El mejor ejemplo de la lucha armada por la independencia lo dio Laskarina Bubulina, única mujer de la Filikí Etería, que en la isla de Spetses reclutó con sus propios fondos un ejército, mandó construir el barco “Agamemnon”, se inventó una bandera libertaria y terminó dirigiendo, como primera almirante, una flota de ocho barcos que jugó papel decisivo en el control de los principales puertos del Peloponeso.
A su esfuerzo se unió el de Theodoros Kolokotronis, antiguo mercenario y ayudante de capos locales, que llegó a ostentar el grado de Mayor en las guerras nepoleónicas, quien regresó a su tierra natal para poner su experiencia al servicio de la causa y ganar batallas decisivas a punta de buena organización y coraje, contra un enemigo superior en principio.
El organizador y primer presidente del nuevo Estado vino a ser Ioannis Kapodistrias, un griego legendario que había estudiado medicina, filosofía y leyes, se había estrenado como ministro en una república de siete islas adriáticas que consiguió en su momento ser aceptada por un entendimiento ruso-turco, y después llegó a ser jefe de la diplomacia imperial de Rusia, dolor de cabeza de Metternich en el Congreso de Viena y artífice de la neutralidad de Suiza. Renuente al principio a la causa de la independencia, terminó por redactar las leyes fundamentales de la república que nació con la revuelta de 1821.
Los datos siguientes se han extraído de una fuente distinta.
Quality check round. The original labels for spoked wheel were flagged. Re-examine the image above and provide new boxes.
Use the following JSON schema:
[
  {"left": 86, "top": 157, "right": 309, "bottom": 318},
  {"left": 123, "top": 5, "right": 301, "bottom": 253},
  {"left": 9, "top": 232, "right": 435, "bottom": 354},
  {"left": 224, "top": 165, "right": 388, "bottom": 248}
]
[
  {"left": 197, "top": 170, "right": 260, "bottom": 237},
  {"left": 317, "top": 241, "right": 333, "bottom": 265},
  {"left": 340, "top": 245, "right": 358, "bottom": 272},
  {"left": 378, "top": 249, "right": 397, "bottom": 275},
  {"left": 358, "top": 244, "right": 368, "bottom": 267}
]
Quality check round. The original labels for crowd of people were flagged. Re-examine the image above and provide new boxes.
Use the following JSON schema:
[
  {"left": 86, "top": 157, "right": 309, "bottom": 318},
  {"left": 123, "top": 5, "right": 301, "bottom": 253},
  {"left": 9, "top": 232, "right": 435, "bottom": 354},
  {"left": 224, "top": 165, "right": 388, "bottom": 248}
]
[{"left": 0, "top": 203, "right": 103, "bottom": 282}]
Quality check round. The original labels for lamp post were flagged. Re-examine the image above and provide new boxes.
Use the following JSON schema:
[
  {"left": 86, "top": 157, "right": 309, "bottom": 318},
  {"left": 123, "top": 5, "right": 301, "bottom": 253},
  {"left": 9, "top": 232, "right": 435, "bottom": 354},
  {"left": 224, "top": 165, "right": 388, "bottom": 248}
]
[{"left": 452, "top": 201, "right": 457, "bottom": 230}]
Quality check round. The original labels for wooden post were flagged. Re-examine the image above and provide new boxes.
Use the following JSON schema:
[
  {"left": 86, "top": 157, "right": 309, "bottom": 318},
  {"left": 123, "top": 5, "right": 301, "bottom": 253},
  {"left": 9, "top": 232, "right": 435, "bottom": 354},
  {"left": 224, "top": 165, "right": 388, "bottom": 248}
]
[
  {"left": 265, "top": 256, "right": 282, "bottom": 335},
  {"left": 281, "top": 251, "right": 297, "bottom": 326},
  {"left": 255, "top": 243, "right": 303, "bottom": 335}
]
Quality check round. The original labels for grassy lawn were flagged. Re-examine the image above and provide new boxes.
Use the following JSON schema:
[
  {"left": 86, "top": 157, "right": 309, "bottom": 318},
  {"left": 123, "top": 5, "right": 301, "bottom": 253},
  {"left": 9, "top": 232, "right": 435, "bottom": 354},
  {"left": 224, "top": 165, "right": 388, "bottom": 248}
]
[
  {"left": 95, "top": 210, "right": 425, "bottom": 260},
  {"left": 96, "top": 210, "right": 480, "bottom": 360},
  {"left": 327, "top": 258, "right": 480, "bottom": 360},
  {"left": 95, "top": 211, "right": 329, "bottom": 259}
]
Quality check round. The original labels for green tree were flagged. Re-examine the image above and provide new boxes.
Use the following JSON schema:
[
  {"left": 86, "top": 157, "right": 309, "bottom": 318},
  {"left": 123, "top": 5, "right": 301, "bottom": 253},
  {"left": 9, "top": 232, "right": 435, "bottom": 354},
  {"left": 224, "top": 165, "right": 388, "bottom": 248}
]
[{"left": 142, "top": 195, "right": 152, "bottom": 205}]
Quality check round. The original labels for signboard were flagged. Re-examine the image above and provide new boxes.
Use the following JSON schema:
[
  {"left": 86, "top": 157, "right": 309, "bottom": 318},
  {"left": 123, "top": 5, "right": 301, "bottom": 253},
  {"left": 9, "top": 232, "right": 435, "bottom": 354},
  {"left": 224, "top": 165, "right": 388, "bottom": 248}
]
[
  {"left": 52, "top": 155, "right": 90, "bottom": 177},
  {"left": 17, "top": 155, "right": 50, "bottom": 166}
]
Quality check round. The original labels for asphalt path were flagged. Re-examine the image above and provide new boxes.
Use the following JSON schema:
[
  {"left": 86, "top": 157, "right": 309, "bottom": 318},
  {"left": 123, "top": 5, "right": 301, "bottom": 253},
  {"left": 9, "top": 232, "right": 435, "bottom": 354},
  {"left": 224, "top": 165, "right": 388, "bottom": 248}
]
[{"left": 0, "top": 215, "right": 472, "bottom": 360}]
Ese nuevo Estado, cuyo territorio solo se vino a consolidar entrado el Siglo XX, y cuya estirpe democrática estuvo de vez en cuando alterada por dictaduras, lo mismo que por monarquías impuestas desde el exterior con personajes que ni siquiera hablaban griego y ostentaban apellidos germanos, ha sobrevivido esencialmente, hasta desembocar en la actual república parlamentaria, sobre la base profunda de la vida aldeana, donde la comunidad discute cada día, aún sin darse cuenta, sobre su destino. Su existencia, sus tradiciones y su futuro fueron objeto de una sentida celebración el 25 de marzo en las calles y plazas “de todas las Grecias”, como se suele decir desde la antigüedad, ahora bajo la presidencia de Katerina Sakellaropoulou, que representa la contribución de las mujeres griegas a la refrendación cotidiana de la democracia.